Farmers need relevant and timely advice to achieve the triple-goal of food security, climate change adaptation, and climate change mitigation promised by Climate Smart Agriculture, a service which is supposedly the mandate of public agricultural extension officers.
What’s more, African countries are missing out on the carbon sequestration potential of practices such as agroforestry and improved livestock management because of lack of investment and institutional support. So why are these farmers so often left out in the cold?

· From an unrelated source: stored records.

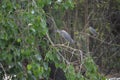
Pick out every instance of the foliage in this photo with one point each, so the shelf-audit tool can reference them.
(25, 50)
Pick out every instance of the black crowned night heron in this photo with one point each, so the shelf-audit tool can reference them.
(92, 31)
(65, 35)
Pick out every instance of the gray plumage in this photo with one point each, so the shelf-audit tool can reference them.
(65, 35)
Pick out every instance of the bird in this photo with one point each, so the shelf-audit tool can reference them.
(92, 31)
(65, 35)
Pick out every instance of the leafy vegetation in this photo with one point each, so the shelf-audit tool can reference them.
(28, 42)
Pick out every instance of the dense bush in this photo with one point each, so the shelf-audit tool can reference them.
(25, 50)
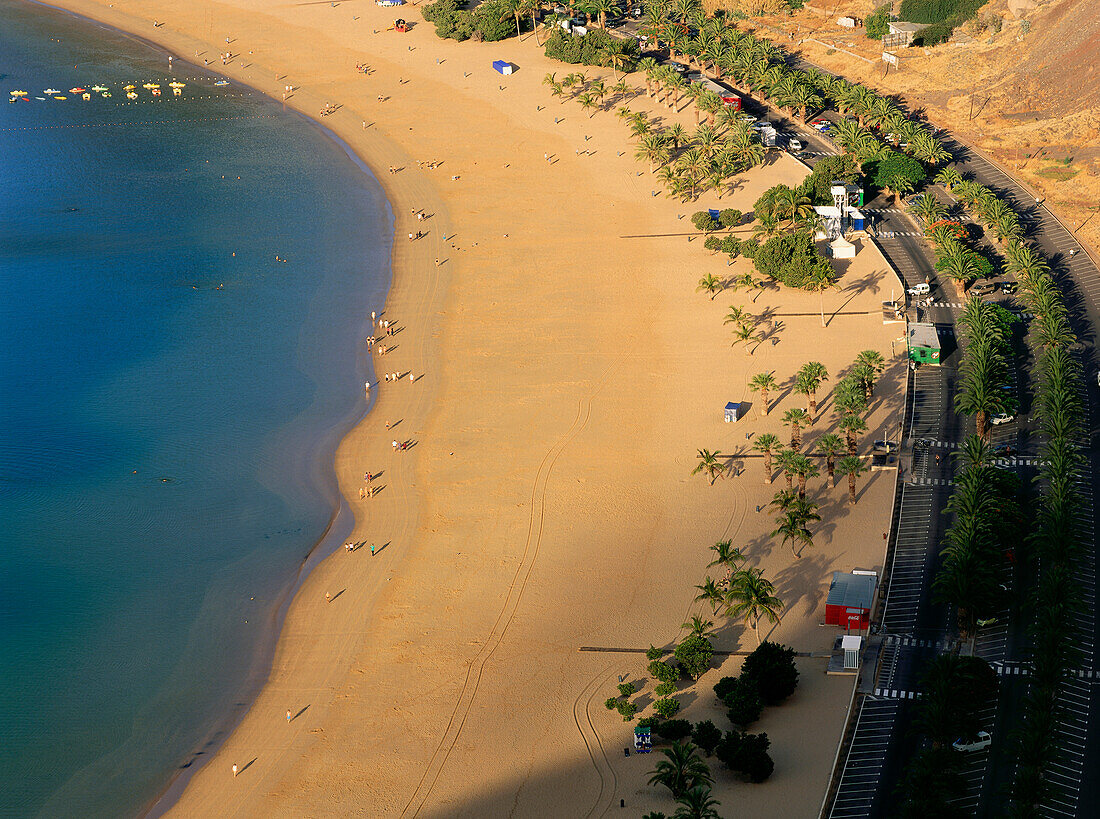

Or perhaps in this case, the heat?
THE SHORT REACH OF EXTENSION SERVICES
Inadequate funding, poor linkages with agricultural research and higher education institutions, and ineffective delivery of messages to farmers are some of the key constraints of the governmental extension system in Africa, and the reason that many of these systems are currently failing.
Take, for example, the case of Malawi, which has struggled for years to convert a bulky and un-trusted extension program leftover from colonial days into a more decentralized, pluralistic model. Theoretically a pluralistic model would be highly efficient and demand-driven, that is, responsive to the actual needs of farmers, because it relies on private and non-government-organisation-based extension services in addition to those provided by the government. But in practice the new Malawian extension system still leaves much to be desired.
A recent review on the performance of the converted extension system in Malawi reports that government extension services are characterized by limited resources and an over-abundance of under-educated field staff. Non-governmental extension organizations, on the other hand, have limited staff but only at higher levels, thus thrusting the responsibility for grassroots connections onto government officials once more. For both, linkages with education and research institutions are very weak, which begs the question: Just where are extension officers in Malawi getting their advice from?
Most dubious of all, the majority of these extension organizations are working in a top-down fashion with decision-making and prioritization coming from those in power, quite opposed to the objective of farmer engagement and empowerment desired by Malawi’s new extension policies. It is unlikely, assert the authors of the review, that the demands of smallholder farmers are being met using such methods.
FARMERS LEAD THE WAY
In lieu of more effective government and institutional extension services, SACAU proposes a strengthened focus on community empowerment to fill the gap in climate smart agricultural knowledge transfer, making it more relevant and demand-driven. To that end, SACAU is launching a farmer based — not extension officer based — program to support the scaling up of climate-smart agriculture in southern African countries.
Giving farmers the responsibility for management of agricultural extension efforts is a way to make these programs more sensitive to unique local conditions, and also, says the FAO, more accountable, more effective, and more sustainable.
SACAU’s method is based on farmer-to-farmer learning and exchange using the Lead Farmer approach, in which lead farmers (those that are already successful innovators trusted by other community members) are given incentives to act as role models, or hubs of research, exposure, and learning. Lead farmers also serve as platforms for aggregation of services, technology, inputs and products, thus enabling the adoption and maintenance of climate-smart practices on smallholder farms.
The hope is that, by learning from their peers and by taking a hand in the collection and distribution of agricultural information, smallholder farmers won’t get left out of the climate-smart picture.
Manyewu Mutamba is an analyst for economics and policy at SACAU.